California’s decision to change how much customers make from solar energy, which took effect last April, has pummeled the rooftop solar industry in the state, and industry experts expect a nearly 41 percent drop in sales this year.
“We expect installations to fall off sharply in 2024,” Solar Energy Industries Association spokesman Morgan Lyons, a national solar-energy industry trade association, told The Epoch Times.
The state’s Public Utilities Commission (CPUC) put in place a new policy in April that substantially reduced the amount of money solar customers make selling excess energy back to the grid.
The move slashed the value of solar energy shared back to the grid by solar homes and businesses by up to 80 percent overnight, according to the California Solar and Storage Association, a state solar industry association with over 550 member companies.
Preliminary estimates provided by the Solar Energy Industries Association show sales in California were expected to decrease to 1,375 this year—940 fewer installations than last year.
Before California’s new rule went into effect, sales in the state were increasing, according to Mr. Lyons.
Gov.

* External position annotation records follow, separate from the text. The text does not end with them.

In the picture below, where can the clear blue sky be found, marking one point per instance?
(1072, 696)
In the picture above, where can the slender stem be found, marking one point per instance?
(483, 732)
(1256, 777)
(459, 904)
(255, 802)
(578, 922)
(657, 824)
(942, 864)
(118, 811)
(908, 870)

Gavin Newsom promised to provide incentives for energy storage to reduce the losses, but those incentives did not materialize last year, according to the association.
Since the decision, the solar industry has had business closures and depression-level layoffs, the association wrote in a press release in December.

“All over California we are seeing the grim reality of how the CPUC’s cuts to solar are taking livelihoods away from thousands of families,” the association’s Executive Director Bernadette Del Chiaro said in the press release. “No one would expect a supposed climate leader like California to be pulling the plug on green jobs and our fastest and most accessible path to a clean energy future.”